Once the skin is put onto the, uh, skin, the invisible elastic film has a formula that dries to form a layer that “mimics the properties of youthful skin”.
For now, the product is being explored as a commercial cosmetic product, but US scientists are exploring other uses, namely to deliver medicine, or to provide protection from the sun.
A mixed team from Harvard Medical School and the Massachusetts Institute of Technology created the polysiloxane polymer in a lab using molecules of silicone and oxygen as the building blocks. Though it’s synthetic, it mimics real skin very closely, while still acting as a breathable, protective layer.
The temporary skin locks in moisture, which promotes elasticity in that area of the skin.

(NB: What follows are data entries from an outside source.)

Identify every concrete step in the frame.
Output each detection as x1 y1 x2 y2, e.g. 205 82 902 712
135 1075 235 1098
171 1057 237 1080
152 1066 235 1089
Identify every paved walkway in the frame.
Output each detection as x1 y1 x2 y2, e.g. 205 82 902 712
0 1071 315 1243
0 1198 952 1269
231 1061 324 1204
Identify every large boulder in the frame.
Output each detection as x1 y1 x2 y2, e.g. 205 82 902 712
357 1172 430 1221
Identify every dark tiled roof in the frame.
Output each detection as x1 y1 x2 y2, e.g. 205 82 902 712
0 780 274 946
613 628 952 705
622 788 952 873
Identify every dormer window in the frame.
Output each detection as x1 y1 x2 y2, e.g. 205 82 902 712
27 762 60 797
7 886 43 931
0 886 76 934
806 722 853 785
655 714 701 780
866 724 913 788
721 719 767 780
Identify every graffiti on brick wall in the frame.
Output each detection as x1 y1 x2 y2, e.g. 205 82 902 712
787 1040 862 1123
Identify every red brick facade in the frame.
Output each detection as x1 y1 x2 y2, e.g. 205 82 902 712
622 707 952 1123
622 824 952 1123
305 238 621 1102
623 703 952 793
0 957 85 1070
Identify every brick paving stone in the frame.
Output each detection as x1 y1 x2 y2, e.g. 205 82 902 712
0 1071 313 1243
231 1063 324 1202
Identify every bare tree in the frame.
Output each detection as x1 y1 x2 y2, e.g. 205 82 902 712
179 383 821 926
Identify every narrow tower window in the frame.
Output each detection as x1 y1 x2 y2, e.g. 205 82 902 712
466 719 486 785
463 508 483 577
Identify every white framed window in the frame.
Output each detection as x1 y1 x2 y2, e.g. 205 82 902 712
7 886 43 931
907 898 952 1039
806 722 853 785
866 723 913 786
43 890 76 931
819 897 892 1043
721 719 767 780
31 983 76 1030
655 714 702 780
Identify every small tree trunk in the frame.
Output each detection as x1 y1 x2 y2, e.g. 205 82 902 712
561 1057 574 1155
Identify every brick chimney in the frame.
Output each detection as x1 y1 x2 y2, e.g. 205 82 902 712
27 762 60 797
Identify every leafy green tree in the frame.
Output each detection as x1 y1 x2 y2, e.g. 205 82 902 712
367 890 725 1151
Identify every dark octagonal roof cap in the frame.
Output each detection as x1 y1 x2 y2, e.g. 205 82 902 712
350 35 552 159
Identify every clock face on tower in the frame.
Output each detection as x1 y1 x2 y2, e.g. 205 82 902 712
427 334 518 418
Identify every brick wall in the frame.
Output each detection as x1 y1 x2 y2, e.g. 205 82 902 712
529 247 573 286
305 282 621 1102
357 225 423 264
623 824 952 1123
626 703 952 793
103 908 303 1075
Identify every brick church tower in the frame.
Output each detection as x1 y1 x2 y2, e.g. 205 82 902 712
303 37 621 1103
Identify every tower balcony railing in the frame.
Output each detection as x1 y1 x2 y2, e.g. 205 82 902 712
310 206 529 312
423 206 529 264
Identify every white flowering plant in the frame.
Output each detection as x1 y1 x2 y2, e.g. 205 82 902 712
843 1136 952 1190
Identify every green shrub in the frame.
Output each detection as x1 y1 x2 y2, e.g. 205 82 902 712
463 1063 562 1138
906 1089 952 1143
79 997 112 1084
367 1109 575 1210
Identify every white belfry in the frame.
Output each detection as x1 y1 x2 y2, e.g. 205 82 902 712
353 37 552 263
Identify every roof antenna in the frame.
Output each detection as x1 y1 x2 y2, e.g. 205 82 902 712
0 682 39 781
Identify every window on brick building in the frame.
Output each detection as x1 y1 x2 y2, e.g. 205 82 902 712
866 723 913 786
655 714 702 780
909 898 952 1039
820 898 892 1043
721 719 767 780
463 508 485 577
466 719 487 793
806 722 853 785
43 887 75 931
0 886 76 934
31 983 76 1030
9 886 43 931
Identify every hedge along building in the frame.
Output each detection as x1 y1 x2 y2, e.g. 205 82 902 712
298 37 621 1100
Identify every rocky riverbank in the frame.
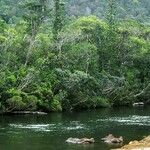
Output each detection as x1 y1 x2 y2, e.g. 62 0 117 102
115 136 150 150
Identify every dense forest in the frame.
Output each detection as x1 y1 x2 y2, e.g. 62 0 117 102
0 0 150 112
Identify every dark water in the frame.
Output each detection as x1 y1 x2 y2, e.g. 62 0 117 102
0 107 150 150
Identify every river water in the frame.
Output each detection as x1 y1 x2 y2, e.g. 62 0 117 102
0 107 150 150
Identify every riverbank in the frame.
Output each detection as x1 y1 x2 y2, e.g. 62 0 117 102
115 136 150 150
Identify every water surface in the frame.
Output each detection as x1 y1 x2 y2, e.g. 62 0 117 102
0 107 150 150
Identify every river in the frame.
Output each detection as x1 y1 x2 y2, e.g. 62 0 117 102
0 107 150 150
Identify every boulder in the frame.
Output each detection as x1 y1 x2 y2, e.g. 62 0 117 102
133 102 144 107
101 134 123 144
66 138 95 144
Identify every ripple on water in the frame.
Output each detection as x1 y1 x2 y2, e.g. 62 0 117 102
9 122 85 132
97 115 150 126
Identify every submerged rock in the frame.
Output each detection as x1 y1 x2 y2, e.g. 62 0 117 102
112 136 150 150
133 102 144 107
66 138 95 144
101 134 123 144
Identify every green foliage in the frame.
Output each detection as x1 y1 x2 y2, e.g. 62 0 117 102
0 0 150 112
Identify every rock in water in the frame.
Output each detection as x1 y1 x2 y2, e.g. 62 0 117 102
101 134 123 144
66 138 95 144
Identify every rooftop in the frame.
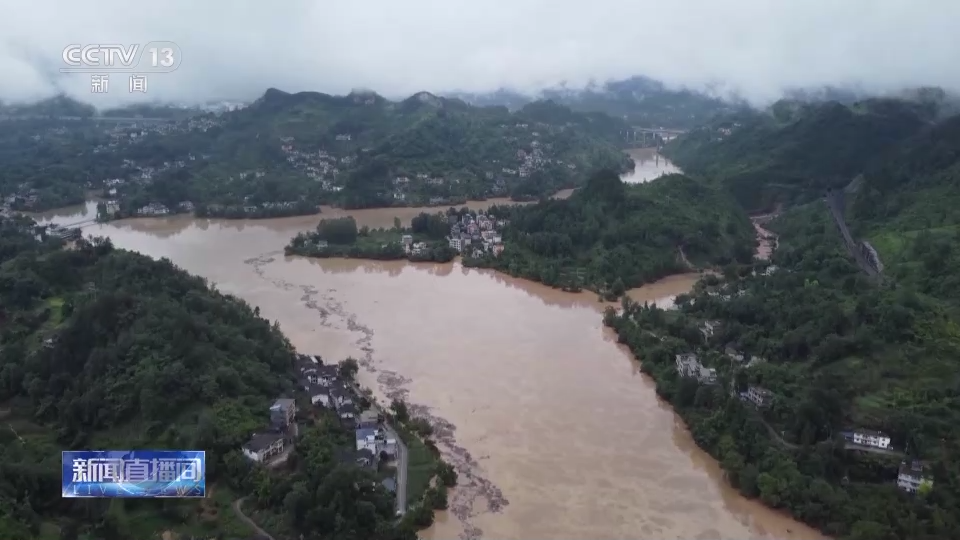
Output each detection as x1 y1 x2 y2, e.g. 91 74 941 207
357 428 377 439
270 398 297 410
381 478 397 493
243 433 283 452
853 429 890 437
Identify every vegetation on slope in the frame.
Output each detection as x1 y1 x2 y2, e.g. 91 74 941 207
465 171 755 298
0 218 409 540
847 116 960 308
605 109 960 540
606 205 960 540
0 89 632 212
455 77 742 129
284 213 457 262
663 99 939 211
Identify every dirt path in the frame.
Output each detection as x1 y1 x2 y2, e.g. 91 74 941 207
233 497 276 540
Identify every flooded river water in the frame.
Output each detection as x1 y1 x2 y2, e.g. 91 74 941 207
31 189 823 540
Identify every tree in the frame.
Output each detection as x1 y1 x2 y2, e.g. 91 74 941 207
339 358 360 381
390 399 410 424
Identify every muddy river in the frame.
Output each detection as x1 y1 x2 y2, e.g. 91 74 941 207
31 195 823 540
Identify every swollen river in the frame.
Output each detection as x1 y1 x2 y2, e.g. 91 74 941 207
33 196 823 540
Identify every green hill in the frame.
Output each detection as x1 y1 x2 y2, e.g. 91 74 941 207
663 99 939 211
0 218 413 540
107 89 632 211
466 171 755 298
606 105 960 540
847 115 960 308
453 77 744 129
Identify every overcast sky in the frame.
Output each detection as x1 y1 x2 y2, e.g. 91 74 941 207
0 0 960 105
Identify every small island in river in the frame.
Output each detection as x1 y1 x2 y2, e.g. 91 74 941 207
285 208 506 262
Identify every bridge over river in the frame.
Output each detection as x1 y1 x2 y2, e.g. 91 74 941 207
622 126 686 148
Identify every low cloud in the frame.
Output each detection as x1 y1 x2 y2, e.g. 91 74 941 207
0 0 960 106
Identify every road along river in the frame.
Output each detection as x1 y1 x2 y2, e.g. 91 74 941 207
31 201 823 540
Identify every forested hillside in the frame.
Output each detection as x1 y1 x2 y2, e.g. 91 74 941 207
466 171 754 298
0 218 412 540
663 99 940 211
0 89 632 215
606 203 960 540
847 116 960 308
453 77 745 129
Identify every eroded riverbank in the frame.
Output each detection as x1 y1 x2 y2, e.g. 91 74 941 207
30 202 822 540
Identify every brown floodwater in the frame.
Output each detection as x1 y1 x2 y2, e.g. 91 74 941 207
30 201 824 540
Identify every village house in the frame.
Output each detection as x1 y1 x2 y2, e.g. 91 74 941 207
700 321 720 339
897 461 933 493
330 384 353 411
314 384 330 407
723 345 745 362
270 398 297 430
843 429 890 449
357 409 380 428
337 403 357 419
137 203 170 216
676 353 717 384
740 386 773 409
313 364 340 386
241 433 283 463
356 448 378 469
355 428 383 454
380 478 397 493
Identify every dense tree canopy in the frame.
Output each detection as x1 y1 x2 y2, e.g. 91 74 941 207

As skin ages, it loses firmness and elasticity; the polymer counters this. To the naked eye, the second skin makes the covered area appear smoother, firmer and less wrinkly.
“The results [with the polymer film] appear to be comparable to surgery, without the associated risks. Further research is needed, but this is a novel and very promising approach to a common problem. I will follow its development with interest,” said Dr. Tamara Griffiths of the British Association of Dermatologists.
Prof Robert Langer, who led the work at MIT, added: “Developing a second skin that is invisible, comfortable and effective in holding in water and potentially other materials presents many different challenges.
“It has to have the right optical properties, otherwise it won’t look good, and it has to have the right mechanical properties, otherwise it won’t have the right strength and it won’t perform correctly.”
Despite the need for many more studies, and the fact the skin would also need safety approval from regulators, the researchers are optimistic about the skin’s potential. That includes vanity purposes, as well as other more serious medical implications.
“We are extremely excited about the opportunities that are presented as a result of this work and look forward to further developing these materials to better treat patients who suffer from a variety of skin conditions.”